Ask who likes ketchup, pickles, olives, etc. Cater this to your family’s taste. Ask for a volunteer, someone who said yes to all those things, and give them a Sundae glass with ice cream in it. Uncover the non-sundae toppings. Ask them what they would like on it. Question them by picking out a topping they’ve already said they like e.g : “Would you like ketchup on that? I know you like it!” They will reply something like “not on ice-cream”. Clarify by saying “Oh, so it’s good but not on a Sundae?” They should then confirm this. Do this with the other toppings reaffirming that they are good but not on a Sundae. Thank them for participating and say that although there are many things that might be good for us to do they aren’t appropriate on Sunday, the Sabbath. Turn the toppings around and discuss each word strip – why it is not a good Sabbath day activity. (http://www.cranialhiccups.com/2008/08/keeping-the-sabbath-day-holy-fhe.html)


D&C 59:9-13 – Why has Heavenly Father asked us to keep the Sabbath day holy?

Mosiah 13:16 – Talk about why it is important to keep the Sabbath day holy. What blessings do we receive when we do?


Ezra Taft Benson: “The purpose of the Sabbath is for spiritual uplift, for a renewal of our covenants, for worship, for rest, for prayer. It is for the purpose of feeding the spirit, that we may keep ourselves unspotted from the world by obeying God’s command” (“Keeping the Sabbath Day Holy,” Ensign, May 1971, 6). Keeping the Sabbath day holy expresses our love for the Lord and shows our gratitude for His goodness. When we follow this commandment, we receive great blessings from Him.”

Gordon B. Hinckley: “If you have any doubt about the wisdom, the divinity of observing the Sabbath Day … stay home and gather your family about you, teach them the gospel, enjoy yourselves together on the Sabbath Day, come to your meetings, participate. You will know that the principle of the Sabbath is a true principle which brings with it great blessings.”

Spencer W. Kimball – “The Sabbath is not a day for indolent lounging about the house or puttering around in the garden, but is a day for consistent attendance at meetings for the worship of the Lord, drinking at the fountain of knowledge and instruction, enjoying the family, and finding uplift in music and song. The Sabbath is a holy day in which to do worthy and holy things. Abstinence from work and recreation is important, but insufficient. The Sabbath calls for constructive thoughts and acts, and if one merely lounges about doing nothing on the Sabbath, he is breaking it. To observe it, one will be on his knees in prayer, preparing lessons, studying the gospel, meditating, visiting the ill and distressed, writing letters to missionaries, taking a nap, reading wholesome material, and attending all the meetings of that day at which he is expected.” Spencer W Kimball, “The Sabbath—A Delight,” Ensign, Jan 1978, 1–5.

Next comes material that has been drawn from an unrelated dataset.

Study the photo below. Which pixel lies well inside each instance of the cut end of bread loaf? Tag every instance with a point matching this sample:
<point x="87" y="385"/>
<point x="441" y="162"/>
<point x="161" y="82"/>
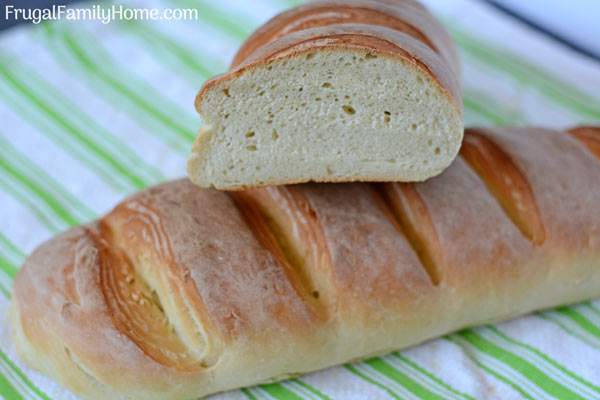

When we are faced with the decision to engage in an activity that may or may not be appropriate for the Sabbath, we might ask ourselves three questions:

1. Is it doing good?

2. Is it spiritually uplifting?

3. Would Jesus do it?


Go to church, talk with family (we call the grandparents every Sunday evening), read a book (esp. the scriptures), take a family walk, play a family game.


Keeping Sunday Special

The ice cream scoops are things we thought up as a family and the ketchup, mustard, etc. on the sides are good things just not on Sundays like going to work and shopping.

CONCLUSION: When we keep the Sabbath day holy, we can be blessed with physical and emotional rest and feel re-energized to take on the weekday duties as well as  fill and care for our own spiritual wells. I love Sundays because I spend the best time with my family!

We finished off the lesson with real ice cream sundaes topped with fresh strawberries, hot fudge, and sprinkles!